SE É QUE TENHO UMA LÍNGUA NA BOCA

outro inconveniente

e absurdo mundo se desvele

além de aonde este ora está:

venha permeado de bizarras alegorias

venha sem saber de ordem, lugar

venha por ganhar significado

novos verbos

de novas ações se atropelem

ao adentrarem-me bagunçados

impolutos, putos e revoltos

pelos buracos regaçados

espalhados do meu corpo

palavras recém-paridas

me avassalem

pelos vácuos dos olhos

pelo ânus

pela uretra

ouvidos, boca, narinas

entupam-me como o ar e a água

por fim

acotovelem-se em meu centro

por frases inauditas e ferinas,

façam-me muito mal

em sal de estricnina

envenenem-me

de inéditos estrondos

dos estranhos sons delas

façam ao lamaçal da minha carne

a sua pior e carniçal guerra

espedacem-me as tripas

em ripas, em quimeras

não mais me deixem

a me estar

ao meu jeito manirroto

recostado, empachado ao sofá

dessa fresquíssima sala de estar

a subverter, no papel,

essas merdas de poeminhas

de lá p’ra cá de lá p’ra cá de lá p’ra cá...

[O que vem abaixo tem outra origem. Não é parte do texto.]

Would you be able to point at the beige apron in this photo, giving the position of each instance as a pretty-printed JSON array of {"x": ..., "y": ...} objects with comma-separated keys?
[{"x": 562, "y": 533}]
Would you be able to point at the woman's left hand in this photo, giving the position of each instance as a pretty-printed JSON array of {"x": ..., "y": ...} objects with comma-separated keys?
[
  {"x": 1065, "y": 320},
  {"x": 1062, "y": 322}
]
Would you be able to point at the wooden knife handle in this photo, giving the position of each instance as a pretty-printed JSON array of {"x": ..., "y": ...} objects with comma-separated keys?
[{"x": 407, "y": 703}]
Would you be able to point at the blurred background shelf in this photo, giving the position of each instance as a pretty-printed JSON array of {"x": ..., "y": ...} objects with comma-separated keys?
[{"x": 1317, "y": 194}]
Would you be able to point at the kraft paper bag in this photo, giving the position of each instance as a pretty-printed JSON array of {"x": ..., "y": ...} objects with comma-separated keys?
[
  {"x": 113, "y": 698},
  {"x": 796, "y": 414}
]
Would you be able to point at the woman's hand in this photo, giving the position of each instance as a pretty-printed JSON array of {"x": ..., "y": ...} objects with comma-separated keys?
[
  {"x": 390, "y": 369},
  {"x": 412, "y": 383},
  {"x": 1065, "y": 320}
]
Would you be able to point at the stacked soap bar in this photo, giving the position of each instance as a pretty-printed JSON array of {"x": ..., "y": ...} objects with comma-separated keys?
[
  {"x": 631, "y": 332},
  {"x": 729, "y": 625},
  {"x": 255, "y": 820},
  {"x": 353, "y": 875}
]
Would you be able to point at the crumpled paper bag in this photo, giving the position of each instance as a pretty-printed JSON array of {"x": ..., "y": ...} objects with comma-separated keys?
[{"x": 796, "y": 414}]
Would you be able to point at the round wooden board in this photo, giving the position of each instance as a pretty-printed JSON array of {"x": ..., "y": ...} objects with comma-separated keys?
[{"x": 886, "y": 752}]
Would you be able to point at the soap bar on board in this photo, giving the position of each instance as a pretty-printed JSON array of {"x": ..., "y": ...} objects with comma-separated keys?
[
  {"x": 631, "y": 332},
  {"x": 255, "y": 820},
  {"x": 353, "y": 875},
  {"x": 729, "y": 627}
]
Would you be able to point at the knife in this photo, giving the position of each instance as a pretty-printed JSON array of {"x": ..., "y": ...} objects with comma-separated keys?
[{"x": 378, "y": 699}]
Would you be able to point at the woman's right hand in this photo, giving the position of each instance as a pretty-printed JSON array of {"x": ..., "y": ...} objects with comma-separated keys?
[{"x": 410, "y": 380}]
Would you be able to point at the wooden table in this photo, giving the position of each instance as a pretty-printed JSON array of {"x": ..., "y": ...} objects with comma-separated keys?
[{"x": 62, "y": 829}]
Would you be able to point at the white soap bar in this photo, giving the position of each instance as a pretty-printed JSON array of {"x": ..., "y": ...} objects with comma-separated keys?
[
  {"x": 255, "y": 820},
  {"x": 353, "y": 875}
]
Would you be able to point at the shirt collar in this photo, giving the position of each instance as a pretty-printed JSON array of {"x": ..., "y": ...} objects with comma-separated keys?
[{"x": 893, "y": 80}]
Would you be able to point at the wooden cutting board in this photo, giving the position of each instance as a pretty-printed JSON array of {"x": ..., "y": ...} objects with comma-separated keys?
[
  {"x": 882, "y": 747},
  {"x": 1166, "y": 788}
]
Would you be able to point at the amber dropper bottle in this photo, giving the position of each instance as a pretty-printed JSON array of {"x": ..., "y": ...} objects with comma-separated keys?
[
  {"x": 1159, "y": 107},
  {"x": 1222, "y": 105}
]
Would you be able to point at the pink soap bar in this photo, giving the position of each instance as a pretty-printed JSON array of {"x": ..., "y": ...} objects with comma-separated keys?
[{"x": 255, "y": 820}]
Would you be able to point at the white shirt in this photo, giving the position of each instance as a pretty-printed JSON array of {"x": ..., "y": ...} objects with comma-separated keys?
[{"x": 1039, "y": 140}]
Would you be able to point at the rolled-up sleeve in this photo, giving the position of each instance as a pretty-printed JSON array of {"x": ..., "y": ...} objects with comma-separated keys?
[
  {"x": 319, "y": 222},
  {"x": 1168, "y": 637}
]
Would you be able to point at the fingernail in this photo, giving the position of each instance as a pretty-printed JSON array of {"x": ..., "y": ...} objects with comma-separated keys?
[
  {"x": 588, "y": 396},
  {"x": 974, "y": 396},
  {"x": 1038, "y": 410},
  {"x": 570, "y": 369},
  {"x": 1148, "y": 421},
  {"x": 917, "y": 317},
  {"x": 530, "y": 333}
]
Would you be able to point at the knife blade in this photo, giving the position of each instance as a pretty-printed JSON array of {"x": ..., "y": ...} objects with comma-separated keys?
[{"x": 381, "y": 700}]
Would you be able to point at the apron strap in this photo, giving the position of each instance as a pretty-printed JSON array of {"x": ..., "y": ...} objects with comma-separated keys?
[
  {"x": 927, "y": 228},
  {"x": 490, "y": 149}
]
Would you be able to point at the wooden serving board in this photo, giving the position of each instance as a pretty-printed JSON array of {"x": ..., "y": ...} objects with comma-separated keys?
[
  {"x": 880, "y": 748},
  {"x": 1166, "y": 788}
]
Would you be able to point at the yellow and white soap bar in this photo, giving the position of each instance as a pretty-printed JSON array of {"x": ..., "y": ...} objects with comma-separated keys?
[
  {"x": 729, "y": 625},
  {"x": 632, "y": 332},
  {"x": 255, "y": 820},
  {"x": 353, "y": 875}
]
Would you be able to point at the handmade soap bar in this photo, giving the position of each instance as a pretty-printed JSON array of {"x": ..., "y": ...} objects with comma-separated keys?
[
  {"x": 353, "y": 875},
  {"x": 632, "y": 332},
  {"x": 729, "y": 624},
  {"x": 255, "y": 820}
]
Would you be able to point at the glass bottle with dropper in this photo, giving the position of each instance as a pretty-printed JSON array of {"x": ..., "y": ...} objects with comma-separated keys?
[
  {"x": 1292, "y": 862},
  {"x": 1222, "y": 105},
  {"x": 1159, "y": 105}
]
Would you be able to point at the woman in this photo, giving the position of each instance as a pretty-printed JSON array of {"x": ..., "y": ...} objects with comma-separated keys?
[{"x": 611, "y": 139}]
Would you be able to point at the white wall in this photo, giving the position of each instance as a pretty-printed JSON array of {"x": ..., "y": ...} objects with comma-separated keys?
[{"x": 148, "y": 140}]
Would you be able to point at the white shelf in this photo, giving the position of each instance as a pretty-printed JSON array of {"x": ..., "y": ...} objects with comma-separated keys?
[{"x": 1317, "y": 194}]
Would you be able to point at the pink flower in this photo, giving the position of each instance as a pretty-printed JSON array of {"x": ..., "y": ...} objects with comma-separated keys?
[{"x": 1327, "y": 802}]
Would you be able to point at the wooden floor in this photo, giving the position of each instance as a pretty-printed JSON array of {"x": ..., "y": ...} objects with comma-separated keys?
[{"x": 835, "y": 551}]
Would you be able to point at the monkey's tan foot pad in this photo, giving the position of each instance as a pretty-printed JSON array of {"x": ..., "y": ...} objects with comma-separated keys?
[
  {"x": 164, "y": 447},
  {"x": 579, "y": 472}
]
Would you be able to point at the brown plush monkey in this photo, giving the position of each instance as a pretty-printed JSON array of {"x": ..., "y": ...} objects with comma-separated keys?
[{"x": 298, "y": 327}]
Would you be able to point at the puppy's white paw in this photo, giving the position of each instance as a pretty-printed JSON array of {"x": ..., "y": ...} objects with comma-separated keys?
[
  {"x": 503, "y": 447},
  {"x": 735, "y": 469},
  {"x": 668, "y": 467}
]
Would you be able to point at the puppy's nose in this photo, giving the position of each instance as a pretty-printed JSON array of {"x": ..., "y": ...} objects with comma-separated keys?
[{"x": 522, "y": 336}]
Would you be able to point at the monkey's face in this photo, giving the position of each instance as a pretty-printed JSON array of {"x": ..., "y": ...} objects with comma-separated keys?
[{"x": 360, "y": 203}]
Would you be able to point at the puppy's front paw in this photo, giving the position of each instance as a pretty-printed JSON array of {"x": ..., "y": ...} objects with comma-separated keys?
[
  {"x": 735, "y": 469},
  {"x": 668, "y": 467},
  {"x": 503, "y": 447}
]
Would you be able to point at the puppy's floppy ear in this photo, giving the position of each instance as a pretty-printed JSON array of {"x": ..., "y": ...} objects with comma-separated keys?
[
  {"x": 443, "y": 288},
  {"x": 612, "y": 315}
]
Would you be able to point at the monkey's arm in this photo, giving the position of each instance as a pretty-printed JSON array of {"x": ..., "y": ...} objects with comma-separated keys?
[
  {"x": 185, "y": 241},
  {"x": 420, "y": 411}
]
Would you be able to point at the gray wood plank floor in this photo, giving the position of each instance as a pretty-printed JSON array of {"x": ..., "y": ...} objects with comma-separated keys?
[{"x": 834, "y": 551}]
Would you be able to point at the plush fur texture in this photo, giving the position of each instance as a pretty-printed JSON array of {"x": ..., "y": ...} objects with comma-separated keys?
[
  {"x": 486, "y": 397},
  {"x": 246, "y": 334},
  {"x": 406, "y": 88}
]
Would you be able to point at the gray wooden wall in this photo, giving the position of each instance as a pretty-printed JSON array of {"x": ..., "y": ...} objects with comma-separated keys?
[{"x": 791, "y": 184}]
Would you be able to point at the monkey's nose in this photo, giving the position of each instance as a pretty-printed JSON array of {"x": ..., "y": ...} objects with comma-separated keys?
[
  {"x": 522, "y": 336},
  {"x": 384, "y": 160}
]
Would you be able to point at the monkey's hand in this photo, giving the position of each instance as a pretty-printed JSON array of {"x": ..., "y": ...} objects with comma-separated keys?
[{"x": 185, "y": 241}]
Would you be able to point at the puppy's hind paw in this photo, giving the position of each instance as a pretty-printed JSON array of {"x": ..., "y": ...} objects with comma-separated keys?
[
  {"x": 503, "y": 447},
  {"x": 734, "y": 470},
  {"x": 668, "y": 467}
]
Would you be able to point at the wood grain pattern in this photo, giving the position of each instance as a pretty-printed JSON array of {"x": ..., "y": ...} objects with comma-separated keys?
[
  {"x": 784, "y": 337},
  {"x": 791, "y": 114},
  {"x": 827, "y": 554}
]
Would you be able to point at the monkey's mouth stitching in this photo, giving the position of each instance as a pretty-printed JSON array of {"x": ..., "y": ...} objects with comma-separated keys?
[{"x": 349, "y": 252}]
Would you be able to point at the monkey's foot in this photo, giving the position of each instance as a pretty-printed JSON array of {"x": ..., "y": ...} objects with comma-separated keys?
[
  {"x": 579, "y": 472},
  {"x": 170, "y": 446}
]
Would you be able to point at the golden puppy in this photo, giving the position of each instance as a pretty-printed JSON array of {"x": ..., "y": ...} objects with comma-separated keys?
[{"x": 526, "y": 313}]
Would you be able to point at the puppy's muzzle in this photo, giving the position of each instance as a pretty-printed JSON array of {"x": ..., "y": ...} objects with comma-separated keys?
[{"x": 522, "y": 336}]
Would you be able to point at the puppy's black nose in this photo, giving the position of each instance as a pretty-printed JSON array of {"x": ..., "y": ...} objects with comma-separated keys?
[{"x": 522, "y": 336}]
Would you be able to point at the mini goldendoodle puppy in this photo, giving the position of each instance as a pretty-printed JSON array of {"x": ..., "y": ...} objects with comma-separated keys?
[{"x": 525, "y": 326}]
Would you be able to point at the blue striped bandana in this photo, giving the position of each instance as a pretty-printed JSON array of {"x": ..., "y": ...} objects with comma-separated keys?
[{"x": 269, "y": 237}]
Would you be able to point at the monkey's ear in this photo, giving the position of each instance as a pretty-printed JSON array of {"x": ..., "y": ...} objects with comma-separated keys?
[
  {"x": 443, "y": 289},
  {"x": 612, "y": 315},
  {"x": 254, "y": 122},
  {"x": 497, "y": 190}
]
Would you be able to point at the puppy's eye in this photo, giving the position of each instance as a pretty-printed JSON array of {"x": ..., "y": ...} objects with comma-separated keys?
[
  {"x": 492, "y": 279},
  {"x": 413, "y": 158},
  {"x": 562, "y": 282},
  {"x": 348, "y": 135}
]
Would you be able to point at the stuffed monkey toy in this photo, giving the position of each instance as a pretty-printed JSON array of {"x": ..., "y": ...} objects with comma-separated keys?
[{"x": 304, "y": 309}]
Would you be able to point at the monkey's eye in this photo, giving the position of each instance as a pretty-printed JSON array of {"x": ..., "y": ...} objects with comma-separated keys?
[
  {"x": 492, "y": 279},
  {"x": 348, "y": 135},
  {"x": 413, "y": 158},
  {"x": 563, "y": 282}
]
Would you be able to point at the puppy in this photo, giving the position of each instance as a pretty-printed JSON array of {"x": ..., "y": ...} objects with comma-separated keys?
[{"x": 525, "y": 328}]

ganhei nojo de retocar a beleza

tal um maquilador de fétidos defuntos

adquiri absoluto horror

de encontrar a concisão

d’uns abestados anacolutos

apanhei terror insano

da fusão bondosa e

sensata dos correlatos sentidos

preciso

da mais absoluta convulsão

ao pressentir

o sentido vadio, erradio

e desnutrido das frases

preciso

gerar um feto ensangüentado

desse bucho virado...

preciso

de cócoras

expulsar monstros horrorosos

impoéticos

e miraculosos

desde nunca imaginados

que só estou cá ao sofá

a subverter n’alguma coisinha

distinta e esperta

essa versalhada de quinta...

de lá p’ra cá de lá p’ra cá de lá p’ra cá...

vá lá essa merda de poema

tão explicadinho de cabeça, tronco, dois pés

vá lá essa escrita certamente morta

em seu nexo inconteste...

careço descobrir

se tenho uma voz própria

(se é que há língua)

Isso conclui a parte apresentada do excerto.